Je Tsongkhapa's principle protecting deities are Mahakala, Kalarupa and Vaisravana. Vaisravana is not mentioned here, here is mentioned Mahakala and Kalarupa as well as two deities which are like the protectors of Tibet as a whole, that is Palden Lhamo and Ku-nga, the five emanations of Ku-nga etc., so all those protectors of the teachings, who work with the Vajra force, he pays homage to them and also asks for their four-fold activities, that means their peaceful activity, increasing activity, dominating activity and destroying activity, corresponding to whatever is needed for the sake of the sentient beings, for the sake of the Dharma, to fulfil their responsibilities.
So here this word Vajra force, although it looks like he is referring in general to this ocean of Dharma protectors to destroy the forces of Mara with the Vajra force, one can also interpret it in a more specific term. Then it refers very clearly specifically to Dorje Shugden. However, we can take it either explicit or implicit. But anyway it is there.
Those who are the precious worthy objects of prostration, who are the supreme fields, by bowing and diligently taking the respectful things, then with the wholesome speech which makes the effort meaningful, with this beautiful Garland of Flowers, I will decorate the crown of the head.
So that means Lord Guru, Lord Yidam, Dharma Protectors etc. all of these in short, all those precious Three Jewels which are objects of veneration which are also the supreme field, through bowing oneself completely to these Three Jewels or everybody included in the Three Jewels and then completely diligently taking the respectful things, that means respectful manners, such as with folded palms, etc. through all these respectful manners very diligently decorate or ornament the crown of one's head with this Beautiful Flower Garland, which is the name of this text, which is a wholesome speech which makes one's effort meaningful.
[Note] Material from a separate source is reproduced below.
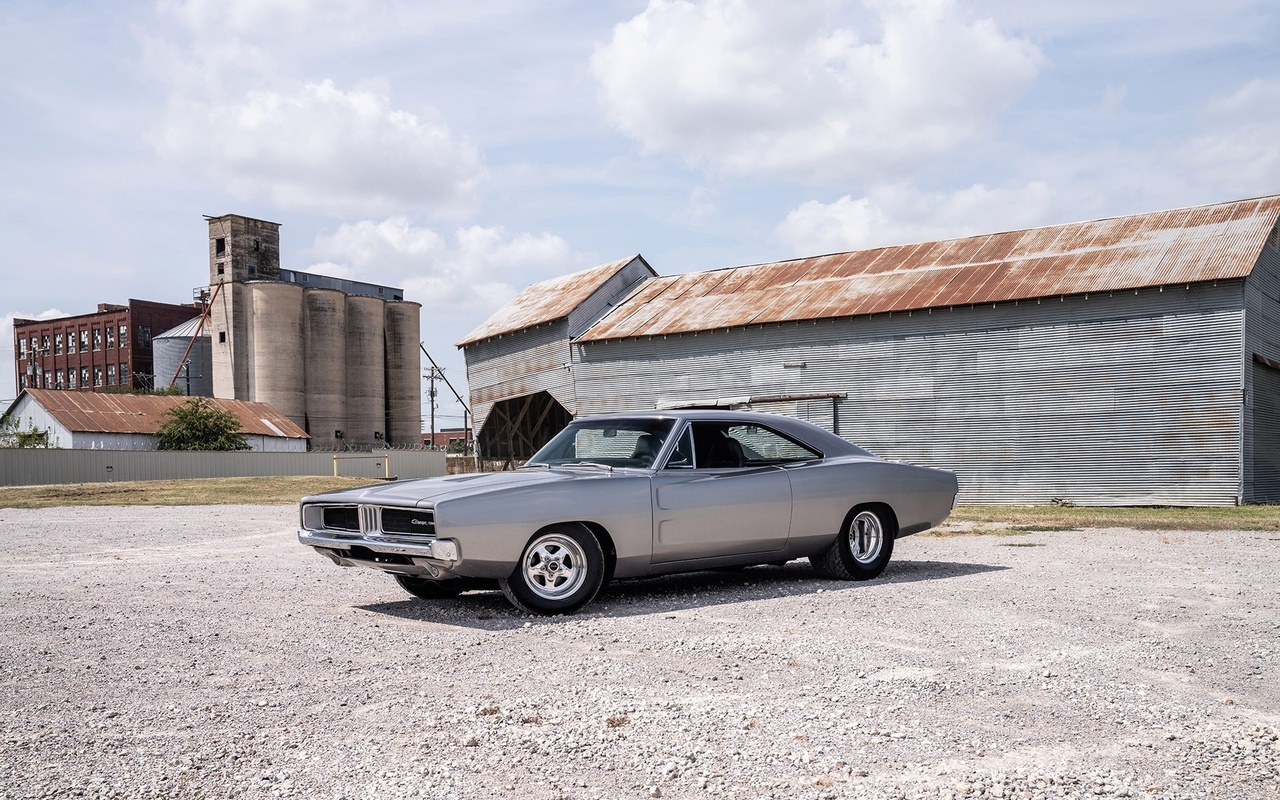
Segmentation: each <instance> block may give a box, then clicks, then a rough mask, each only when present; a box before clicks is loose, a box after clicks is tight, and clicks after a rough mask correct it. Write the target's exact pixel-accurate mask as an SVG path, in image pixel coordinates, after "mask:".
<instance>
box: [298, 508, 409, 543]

That means he is going to write now this text which is called the Beautiful Flower Garland, which is a wholesome speech which is worthy of making effort. He will do it in such a respectful manner through bowing down respectfully to the Three Jewels. So he is going to decorate the crown of one's own head and the head of everybody else with the Beautiful Flower Garland of the wholesome speech narrating Je Tsongkhapa's life story. So we can stop here for today.